Riedel brands Balderas a “career politician” and says a prosecutor should be attorney general.
“Experience is what matters here. You can’t take on an office that size and not have any idea how to supervise attorneys, how to handle criminal cases, what it’s like to be in a courtroom, what it is like to argue an appellate case,” she said.
Balderas counters that his experience as a Bernalillo County assistant district attorney, a special prosecutor, a certified fraud examiner and as state auditor qualifies him to be attorney general. He notes his “direct experience fighting fraud, waste and abuse.”
Balderas, 41, rose quickly to statewide office, returning from Albuquerque to his hometown of Wagon Mound to run for the state House in 2004 and ousting the Democratic incumbent. In the Legislature, he sponsored a bill expanding and toughening the state’s sex offender registration requirements.
In 2006, before his first term ended, the Democratic Party tapped him to replace its nominee for auditor, who withdrew after allegations of sexual misconduct.
Balderas was elected in 2006 and re-elected in 2010. In 2012 he ran unsuccessfully for the Democratic nomination for U.S. Senate.
Balderas elevated the profile of the Auditor’s Office, establishing the hotline and creating a special investigations division.
Balderas made headlines with audits of the Jemez Mountain School District, New Mexico Finance Authority, the city of Sunland Park and the state Public Regulation Commission.
He wants to create a solicitor general’s office within the AG’s Office to tackle complex issues such as water and the border and develop strategies for dealing with related legal challenges, rather than simply reacting to litigation.
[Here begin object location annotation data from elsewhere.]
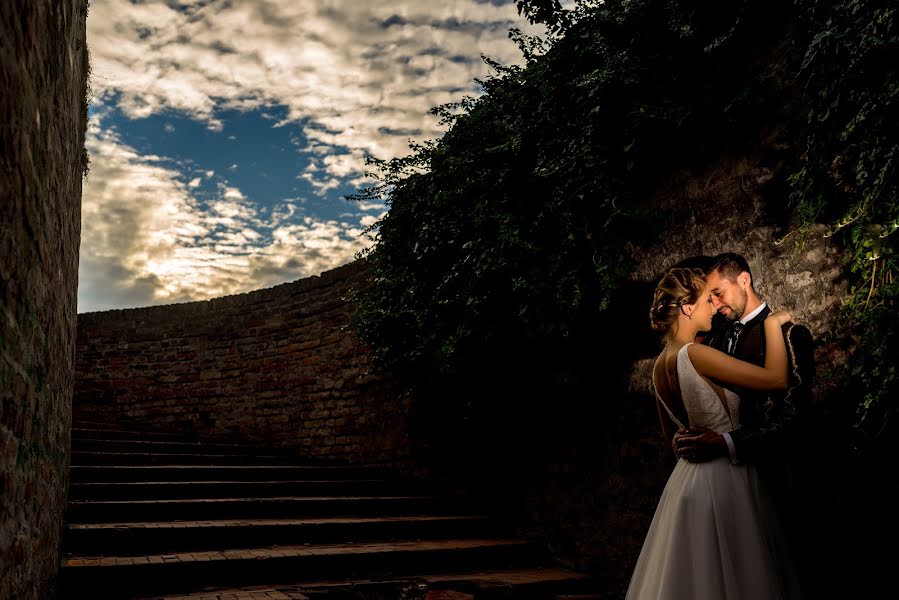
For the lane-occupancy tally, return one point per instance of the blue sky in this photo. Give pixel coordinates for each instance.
(224, 135)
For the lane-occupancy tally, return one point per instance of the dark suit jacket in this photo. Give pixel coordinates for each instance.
(770, 422)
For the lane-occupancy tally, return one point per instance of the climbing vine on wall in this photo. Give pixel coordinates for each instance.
(847, 178)
(509, 235)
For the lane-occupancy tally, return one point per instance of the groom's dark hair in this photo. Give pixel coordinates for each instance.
(730, 265)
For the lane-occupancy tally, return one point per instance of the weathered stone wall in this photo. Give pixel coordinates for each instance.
(43, 74)
(593, 496)
(277, 366)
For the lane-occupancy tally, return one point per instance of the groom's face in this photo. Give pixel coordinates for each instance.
(728, 298)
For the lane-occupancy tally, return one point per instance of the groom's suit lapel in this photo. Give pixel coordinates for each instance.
(751, 343)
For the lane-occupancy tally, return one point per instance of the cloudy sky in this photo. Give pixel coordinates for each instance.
(223, 134)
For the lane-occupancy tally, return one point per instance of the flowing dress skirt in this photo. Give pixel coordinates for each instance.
(714, 536)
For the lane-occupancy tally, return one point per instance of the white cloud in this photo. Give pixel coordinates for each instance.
(358, 76)
(146, 240)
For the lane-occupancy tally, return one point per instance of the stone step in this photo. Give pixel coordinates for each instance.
(145, 473)
(93, 432)
(179, 490)
(536, 583)
(97, 444)
(127, 539)
(84, 457)
(109, 511)
(85, 577)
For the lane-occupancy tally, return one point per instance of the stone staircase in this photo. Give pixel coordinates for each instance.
(152, 515)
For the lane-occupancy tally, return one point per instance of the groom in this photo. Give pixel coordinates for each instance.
(768, 421)
(770, 434)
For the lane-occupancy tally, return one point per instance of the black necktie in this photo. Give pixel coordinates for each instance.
(733, 335)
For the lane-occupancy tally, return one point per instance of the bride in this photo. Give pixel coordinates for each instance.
(714, 535)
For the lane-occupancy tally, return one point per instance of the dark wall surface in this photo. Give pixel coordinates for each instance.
(43, 75)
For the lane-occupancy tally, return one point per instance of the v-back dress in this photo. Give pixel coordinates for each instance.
(714, 535)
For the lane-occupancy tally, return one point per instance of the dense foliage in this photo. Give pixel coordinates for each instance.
(847, 178)
(507, 239)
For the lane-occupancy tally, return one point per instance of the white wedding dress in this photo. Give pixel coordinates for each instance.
(714, 535)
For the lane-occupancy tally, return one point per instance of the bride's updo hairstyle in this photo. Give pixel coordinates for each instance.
(679, 286)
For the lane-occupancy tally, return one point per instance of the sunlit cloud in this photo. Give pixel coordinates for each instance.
(147, 240)
(360, 76)
(348, 79)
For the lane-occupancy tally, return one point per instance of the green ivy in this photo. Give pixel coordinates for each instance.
(508, 239)
(847, 178)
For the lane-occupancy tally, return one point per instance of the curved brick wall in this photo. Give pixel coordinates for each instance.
(43, 75)
(277, 366)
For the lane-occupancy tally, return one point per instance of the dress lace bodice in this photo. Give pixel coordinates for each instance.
(703, 405)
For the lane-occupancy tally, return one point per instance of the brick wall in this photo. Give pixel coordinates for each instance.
(43, 74)
(592, 495)
(277, 366)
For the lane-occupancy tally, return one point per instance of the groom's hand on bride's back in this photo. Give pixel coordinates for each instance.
(698, 444)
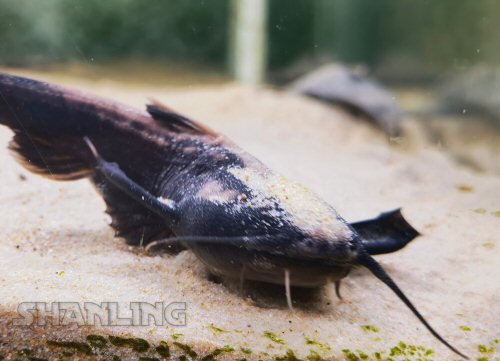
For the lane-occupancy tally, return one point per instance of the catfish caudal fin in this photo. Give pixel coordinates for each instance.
(366, 260)
(50, 124)
(387, 233)
(46, 123)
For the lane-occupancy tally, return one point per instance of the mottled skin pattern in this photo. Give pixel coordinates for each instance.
(164, 176)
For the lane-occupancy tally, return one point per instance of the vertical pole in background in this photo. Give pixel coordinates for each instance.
(249, 40)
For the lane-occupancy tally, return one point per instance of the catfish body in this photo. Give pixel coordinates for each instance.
(166, 177)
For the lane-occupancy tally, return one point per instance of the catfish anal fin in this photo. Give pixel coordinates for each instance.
(132, 221)
(387, 233)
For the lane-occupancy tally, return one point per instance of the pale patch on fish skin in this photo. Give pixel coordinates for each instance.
(301, 206)
(214, 192)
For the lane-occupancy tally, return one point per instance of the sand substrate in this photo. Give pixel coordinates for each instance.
(56, 246)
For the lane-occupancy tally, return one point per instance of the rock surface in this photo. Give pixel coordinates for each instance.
(56, 245)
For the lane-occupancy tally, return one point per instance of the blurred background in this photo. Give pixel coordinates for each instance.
(439, 59)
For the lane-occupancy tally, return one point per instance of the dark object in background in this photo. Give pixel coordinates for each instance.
(340, 85)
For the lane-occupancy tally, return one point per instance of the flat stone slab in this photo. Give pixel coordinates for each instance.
(56, 246)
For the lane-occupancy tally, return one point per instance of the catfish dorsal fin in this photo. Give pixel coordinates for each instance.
(174, 121)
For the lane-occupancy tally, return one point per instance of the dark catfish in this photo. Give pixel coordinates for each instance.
(170, 181)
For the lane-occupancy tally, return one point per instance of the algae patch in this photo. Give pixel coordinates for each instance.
(273, 337)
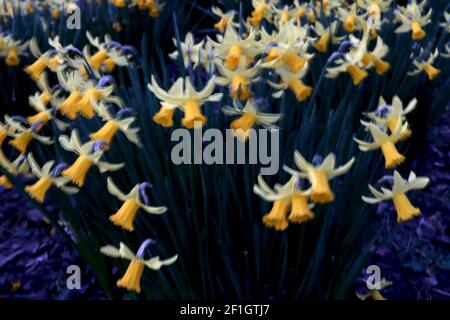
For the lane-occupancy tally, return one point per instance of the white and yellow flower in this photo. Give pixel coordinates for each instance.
(249, 116)
(131, 280)
(88, 156)
(234, 50)
(292, 81)
(22, 135)
(351, 20)
(326, 36)
(320, 175)
(352, 61)
(225, 18)
(183, 95)
(286, 198)
(385, 142)
(412, 20)
(388, 116)
(375, 294)
(43, 115)
(114, 124)
(426, 66)
(125, 216)
(190, 51)
(18, 167)
(46, 179)
(405, 210)
(12, 50)
(262, 9)
(375, 58)
(238, 80)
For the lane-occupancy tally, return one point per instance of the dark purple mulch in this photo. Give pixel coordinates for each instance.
(34, 257)
(415, 255)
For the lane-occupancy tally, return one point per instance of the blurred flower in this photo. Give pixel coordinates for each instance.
(412, 19)
(386, 142)
(132, 277)
(404, 208)
(46, 178)
(113, 124)
(12, 50)
(426, 66)
(183, 95)
(225, 18)
(87, 157)
(238, 80)
(125, 216)
(249, 117)
(320, 175)
(285, 197)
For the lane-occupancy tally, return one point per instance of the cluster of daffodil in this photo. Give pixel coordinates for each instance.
(241, 52)
(292, 197)
(388, 126)
(275, 46)
(23, 7)
(154, 7)
(85, 89)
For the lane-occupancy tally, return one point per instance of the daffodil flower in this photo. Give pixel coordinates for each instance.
(300, 9)
(52, 59)
(426, 66)
(386, 142)
(72, 83)
(43, 114)
(446, 24)
(283, 15)
(351, 62)
(446, 54)
(293, 82)
(405, 210)
(375, 9)
(287, 49)
(238, 80)
(154, 6)
(327, 6)
(93, 92)
(262, 9)
(326, 35)
(235, 50)
(249, 117)
(12, 50)
(118, 55)
(97, 60)
(118, 3)
(47, 95)
(412, 20)
(132, 277)
(22, 136)
(225, 18)
(88, 155)
(46, 178)
(18, 167)
(351, 20)
(4, 132)
(113, 124)
(319, 175)
(131, 204)
(190, 51)
(285, 198)
(393, 114)
(375, 294)
(183, 95)
(207, 57)
(375, 58)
The attorney general also should push for a statewide public safety plan, rather than the current patchwork of emergency and communications networks, the candidate said.
The attorney general “has to be focused on its role as an oversight agency and properly hold governments accountable for their failures,” Balderas said.
“I truly do look at government through the eyes of its citizens,” the candidate said. “As AG, I won’t be an insider bureaucrat.”